“Think big, work hard, and be patient.”
I found myself giving my 6 year-old daughter this advice the other day. I would love to tell you that I was setting her off on some noble quest for knowledge and self-worth, but the reality was that we were just playing Minecraft. I was getting tired of watching her building half-finished houses and digging pointless tunnels, so we found the biggest mountain we could and spent an hour or so building a tower made of diamond-blocks atop of it.
We did all this while the NYC Marathon aired live in the other room – the same one I should have been running myself this year, but deferred until next year. I couldn’t help but notice how well the advice I was giving my daughter translated to my own experiences with the marathon. I had set lofty goals for myself in 2015 – to run both the Marine Corps Marathon and the NYC Marathon in back-to-back weeks. Yet as the summer days flew by, my training ran into obstacle after obstacle causing delays and missed goals.
In terms of taking my own advice, I had certainly “thought big,” but it was the “work hard” part where I got lost. My brain told me I would maintain my performance levels over the medium term with casual diet and training and that I could afford to miss a week here and a week there and just turn it on in the end. I was wrong. My performance suffered, I gained weight, and I was unable to achieve my goal.
Since finishing the Marine Corps Marathon last week, I have taken an entire week off – no training, no diet. Just me and my thoughts (and some leftover Halloween candy.) There are people who run a marathon, cross it off their bucket list, and then go on with life. Then there are people who get hooked and find themselves doing it over and over again. With three marathons under my belt and incrementally slower finishing times in each, I often wonder whether or not I am the kind of person that only runs it only once, but maybe I’m just too stubborn to realize it so I keep signing up for them.
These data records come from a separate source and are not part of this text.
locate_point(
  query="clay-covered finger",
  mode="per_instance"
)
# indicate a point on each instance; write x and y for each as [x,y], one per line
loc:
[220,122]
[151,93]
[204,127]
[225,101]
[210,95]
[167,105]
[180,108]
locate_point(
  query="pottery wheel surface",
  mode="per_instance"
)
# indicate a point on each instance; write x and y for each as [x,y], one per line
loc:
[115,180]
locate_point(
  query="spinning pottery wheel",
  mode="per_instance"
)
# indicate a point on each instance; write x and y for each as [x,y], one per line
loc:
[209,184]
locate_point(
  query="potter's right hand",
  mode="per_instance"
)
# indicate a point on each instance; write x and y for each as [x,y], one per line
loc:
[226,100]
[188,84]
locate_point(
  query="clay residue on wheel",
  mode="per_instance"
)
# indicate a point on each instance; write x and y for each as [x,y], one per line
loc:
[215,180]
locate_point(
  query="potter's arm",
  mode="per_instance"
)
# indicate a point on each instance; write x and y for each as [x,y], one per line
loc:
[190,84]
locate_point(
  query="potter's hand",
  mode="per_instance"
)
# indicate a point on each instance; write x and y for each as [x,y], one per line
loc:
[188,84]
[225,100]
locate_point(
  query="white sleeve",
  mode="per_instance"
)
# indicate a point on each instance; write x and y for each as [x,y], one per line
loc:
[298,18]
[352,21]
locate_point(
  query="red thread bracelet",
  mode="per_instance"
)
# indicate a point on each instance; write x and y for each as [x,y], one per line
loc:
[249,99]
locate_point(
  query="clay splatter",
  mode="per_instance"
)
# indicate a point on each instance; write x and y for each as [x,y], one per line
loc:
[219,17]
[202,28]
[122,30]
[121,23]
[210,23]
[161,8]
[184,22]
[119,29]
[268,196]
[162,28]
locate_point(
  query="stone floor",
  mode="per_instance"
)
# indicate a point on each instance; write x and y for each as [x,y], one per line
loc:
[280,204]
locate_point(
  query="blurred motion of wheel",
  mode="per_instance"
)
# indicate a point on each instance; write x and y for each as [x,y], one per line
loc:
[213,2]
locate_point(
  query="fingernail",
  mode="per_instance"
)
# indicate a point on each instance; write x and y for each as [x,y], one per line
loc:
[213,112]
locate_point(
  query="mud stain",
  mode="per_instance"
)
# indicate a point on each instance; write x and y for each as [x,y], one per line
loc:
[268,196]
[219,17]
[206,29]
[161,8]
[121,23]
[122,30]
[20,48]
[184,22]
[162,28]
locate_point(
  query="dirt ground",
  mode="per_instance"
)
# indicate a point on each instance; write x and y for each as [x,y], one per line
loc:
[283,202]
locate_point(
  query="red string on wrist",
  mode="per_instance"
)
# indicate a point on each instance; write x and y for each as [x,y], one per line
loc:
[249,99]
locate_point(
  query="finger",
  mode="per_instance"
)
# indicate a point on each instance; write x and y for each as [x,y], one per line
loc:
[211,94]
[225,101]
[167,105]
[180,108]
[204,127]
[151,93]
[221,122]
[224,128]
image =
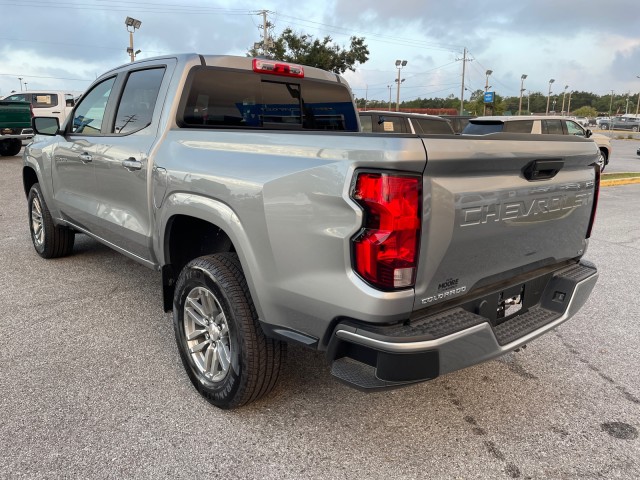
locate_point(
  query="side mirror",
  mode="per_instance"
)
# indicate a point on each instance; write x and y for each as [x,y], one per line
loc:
[46,125]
This next year will very likely tell that story. I watched parts of the NYC Marathon, saw my friend Michele Brodtman in a commercial for the American Cancer Society, tracked people I knew on my iPhone app, and grew madder at myself for not being there in person.
So, I am going to commit myself over this next year and see if it sticks. I’ve had two years of marathon training under my belt – the first exceeded my expectations and the second disappointed. I have three marathons on the schedule for 2016, culminating in my return to NYC next November. It’s a long ways away, but I’m committing myself to it. I need to return to the things that made my first year successful and I need to find new ways to challenge myself and keep me away from the Almond Joys that are still in my daughter’s Halloween bag just calling my name.
I'm setting lofty goals for that starting line next November - I want to run more races, especially half marathons, I want to lose another 40 pounds, I want to post to the blog at least once a week, I want to raise some more money for the American Cancer Society, but mostly I just want to have that feeling of accomplishing a hard-earned, long-term goal. And for that, I just have to listen to a wise person I know who said...
Think big, work hard, and be patient.